“Cuore cavo” di Viola Di Grado

di / 13 maggio 2013

Nel suo secondo romanzo, Cuore cavo (e/o, 2013), Viola Di Grado racconta la storia di Dorotea Giglio dal momento in cui, a venticinque anni, decide di porre fine alla sua vita, il 23 luglio 2011, nella sua vasca da bagno: la solitudine che non abbandona nemmeno dopo la morte, la vita che non smette di muoversi anche dopo la morte, i desideri che non si spengono, nemmeno dopo quell’ultimo gesto estremo. La morte come la traccia nascosta di un disco che, quando sembra terminato, riprende ritmo e melodia annullando il silenzio intercorso dall’ultima canzone. Il sopraggiungere della morte, infatti, non annulla l’esistenza di Dorotea, anzi è come se la duplicasse. Da un lato c’è il suo corpo, dall’altro c’è lei che ne osserva e critica i processi di decomposizione.

Da una parte la descrizione asettica dei procedimenti di decadimento corporeo, l’elencazione scientifica delle forme di vita che si nutrono, trovano rifugio e si moltiplicano all’interno di quella che è stata la manifestazione fisica della vita di Dorotea. E poi c’è l’altra parte, la mente, l’anima, lo spirito che annota scrupolosamente la trasformazione che sta avvenendo nella propria tomba.

Come in una sorta di triste legge del contrappasso, la ragazza si ritrova ancora immersa nel mondo che avrebbe voluto abbandonare e il suo nuovo stato d’essere acuisce proprio quei sentimenti che l’hanno spinta al gesto cruciale.

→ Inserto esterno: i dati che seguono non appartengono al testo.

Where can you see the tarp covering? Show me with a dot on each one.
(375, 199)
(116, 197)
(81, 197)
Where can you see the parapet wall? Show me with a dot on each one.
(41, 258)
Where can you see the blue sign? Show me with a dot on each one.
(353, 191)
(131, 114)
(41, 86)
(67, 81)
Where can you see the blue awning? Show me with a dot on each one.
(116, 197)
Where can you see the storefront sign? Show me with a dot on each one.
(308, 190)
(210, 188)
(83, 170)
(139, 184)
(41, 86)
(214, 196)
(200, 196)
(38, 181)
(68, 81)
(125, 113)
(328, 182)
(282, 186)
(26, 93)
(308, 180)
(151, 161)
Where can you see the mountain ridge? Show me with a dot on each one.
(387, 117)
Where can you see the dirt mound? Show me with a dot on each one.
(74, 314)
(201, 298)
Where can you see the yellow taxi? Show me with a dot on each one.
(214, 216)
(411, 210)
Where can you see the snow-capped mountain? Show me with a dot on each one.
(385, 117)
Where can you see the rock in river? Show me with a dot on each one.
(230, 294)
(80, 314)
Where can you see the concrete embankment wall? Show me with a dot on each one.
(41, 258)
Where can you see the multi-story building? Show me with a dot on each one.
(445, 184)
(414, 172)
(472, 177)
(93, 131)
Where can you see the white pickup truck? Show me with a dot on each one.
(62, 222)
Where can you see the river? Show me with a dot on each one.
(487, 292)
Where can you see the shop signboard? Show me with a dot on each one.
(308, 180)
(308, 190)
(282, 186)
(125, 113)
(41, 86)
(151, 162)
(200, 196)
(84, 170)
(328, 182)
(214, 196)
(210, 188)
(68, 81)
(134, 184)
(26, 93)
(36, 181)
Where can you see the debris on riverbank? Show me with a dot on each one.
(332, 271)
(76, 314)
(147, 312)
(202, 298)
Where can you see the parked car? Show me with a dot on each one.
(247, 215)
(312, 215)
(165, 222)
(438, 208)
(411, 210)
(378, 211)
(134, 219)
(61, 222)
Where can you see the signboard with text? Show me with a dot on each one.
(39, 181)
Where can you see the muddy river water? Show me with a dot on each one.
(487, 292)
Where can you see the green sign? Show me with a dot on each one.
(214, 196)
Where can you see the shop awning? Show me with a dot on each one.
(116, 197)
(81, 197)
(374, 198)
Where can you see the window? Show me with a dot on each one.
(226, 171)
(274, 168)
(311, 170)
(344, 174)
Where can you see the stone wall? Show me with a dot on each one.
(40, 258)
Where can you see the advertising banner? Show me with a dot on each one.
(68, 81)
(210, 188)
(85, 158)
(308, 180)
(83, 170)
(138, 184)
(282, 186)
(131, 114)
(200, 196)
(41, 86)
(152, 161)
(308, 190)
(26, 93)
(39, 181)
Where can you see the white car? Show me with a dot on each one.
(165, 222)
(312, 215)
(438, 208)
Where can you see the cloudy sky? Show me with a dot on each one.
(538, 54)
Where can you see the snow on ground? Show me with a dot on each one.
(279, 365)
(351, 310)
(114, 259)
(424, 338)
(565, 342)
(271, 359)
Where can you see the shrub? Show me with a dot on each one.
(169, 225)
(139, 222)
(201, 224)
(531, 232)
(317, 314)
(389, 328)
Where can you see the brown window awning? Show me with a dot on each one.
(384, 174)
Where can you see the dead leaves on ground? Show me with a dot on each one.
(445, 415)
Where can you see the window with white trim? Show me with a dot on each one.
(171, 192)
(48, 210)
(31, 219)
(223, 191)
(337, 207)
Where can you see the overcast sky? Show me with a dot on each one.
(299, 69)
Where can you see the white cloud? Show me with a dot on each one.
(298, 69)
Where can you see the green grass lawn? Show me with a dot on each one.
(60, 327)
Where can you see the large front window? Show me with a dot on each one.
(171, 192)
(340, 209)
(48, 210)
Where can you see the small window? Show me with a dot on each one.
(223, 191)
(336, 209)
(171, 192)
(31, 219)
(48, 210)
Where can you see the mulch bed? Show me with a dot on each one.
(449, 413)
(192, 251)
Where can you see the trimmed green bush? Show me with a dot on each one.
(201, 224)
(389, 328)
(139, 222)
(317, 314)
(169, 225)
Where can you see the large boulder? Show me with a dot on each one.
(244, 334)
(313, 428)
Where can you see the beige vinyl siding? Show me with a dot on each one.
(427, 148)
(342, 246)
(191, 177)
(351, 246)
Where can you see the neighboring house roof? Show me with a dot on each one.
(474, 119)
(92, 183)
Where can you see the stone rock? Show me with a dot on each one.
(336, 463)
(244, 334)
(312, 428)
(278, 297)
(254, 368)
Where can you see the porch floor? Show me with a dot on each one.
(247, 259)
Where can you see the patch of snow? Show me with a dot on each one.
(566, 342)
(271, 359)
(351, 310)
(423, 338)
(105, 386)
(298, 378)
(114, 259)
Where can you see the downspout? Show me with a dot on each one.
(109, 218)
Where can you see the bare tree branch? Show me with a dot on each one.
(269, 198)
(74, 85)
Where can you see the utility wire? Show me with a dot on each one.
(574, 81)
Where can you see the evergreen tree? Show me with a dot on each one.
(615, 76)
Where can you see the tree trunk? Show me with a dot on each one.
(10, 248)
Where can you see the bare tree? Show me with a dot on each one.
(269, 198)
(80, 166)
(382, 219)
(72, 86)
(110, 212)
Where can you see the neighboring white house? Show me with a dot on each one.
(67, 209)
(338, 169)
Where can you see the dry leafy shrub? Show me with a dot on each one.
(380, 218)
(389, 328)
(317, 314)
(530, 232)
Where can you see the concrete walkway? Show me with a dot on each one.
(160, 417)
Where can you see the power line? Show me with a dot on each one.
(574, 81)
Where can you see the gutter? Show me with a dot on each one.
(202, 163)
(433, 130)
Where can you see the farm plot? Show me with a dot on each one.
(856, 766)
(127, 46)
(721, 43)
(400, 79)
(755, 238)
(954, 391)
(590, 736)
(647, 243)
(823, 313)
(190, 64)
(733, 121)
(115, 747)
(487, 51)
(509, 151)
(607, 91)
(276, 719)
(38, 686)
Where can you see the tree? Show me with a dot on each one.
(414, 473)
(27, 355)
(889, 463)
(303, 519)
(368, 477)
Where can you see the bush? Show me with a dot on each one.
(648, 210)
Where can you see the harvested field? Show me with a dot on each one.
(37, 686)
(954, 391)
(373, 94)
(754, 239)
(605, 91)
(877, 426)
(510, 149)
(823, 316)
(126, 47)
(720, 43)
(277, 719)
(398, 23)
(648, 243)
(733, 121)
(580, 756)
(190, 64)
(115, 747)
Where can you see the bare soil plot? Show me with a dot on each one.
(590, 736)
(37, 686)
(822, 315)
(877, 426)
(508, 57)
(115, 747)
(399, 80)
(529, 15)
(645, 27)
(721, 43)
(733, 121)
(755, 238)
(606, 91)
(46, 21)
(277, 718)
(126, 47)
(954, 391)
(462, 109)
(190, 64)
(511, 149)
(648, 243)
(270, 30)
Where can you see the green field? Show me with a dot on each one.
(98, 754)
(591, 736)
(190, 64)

In una realtà che non ferma il suo corso, Dorotea è sempre più sola, incapace di comunicare con chi ancora respira e si affanna a vivere; ogni forma di contatto col mondo dei vivi provoca solo paura e terrore, ma lei sembra quasi non accorgersi del suo essere diventata un fantasma.

L’unico rapporto umano che riesce a mantenere è col suo vecchio datore di lavoro, il quale cerca di aprirle gli occhi sulla realtà, ma gli occhi della ragazza, quelli fisici e quelli della coscienza, si sono chiusi per sempre. Le altre relazioni che instaura sono con personaggi del mondo dei morti, che la riportano a memorie lontane, a oscure storie di famiglia e la immobilizzano nella convinzione di una normalità che tale non è.

Un romanzo dai toni cupi e dall’atmosfera inquietante, resa attraverso un senso di soffocamento e di reclusione: Dorotea è prigioniera dei propri desideri insoddisfatti, dei propri timori, della sua macabra curiosità; è come se cercasse di fuggire di corsa senza accorgersi di calpestare voracemente un tapis roulant.

La scrittura della giovane autrice è senza dubbio interessante: Viola Di Grado costruisce la trama attraverso numerosi flashback e amalgama molteplici stili, dalla lettera, al diario, alla narrazione vera e propria. Cuore cavo è un romanzo intenso e a tratti coinvolgente, ma che forse non arriva a soddisfare le altissime aspettative create dal prestigio dei premi riconosciuti e dalla fortuna internazionale del precedente Settanta acrilico trenta lana (E/O, 2011).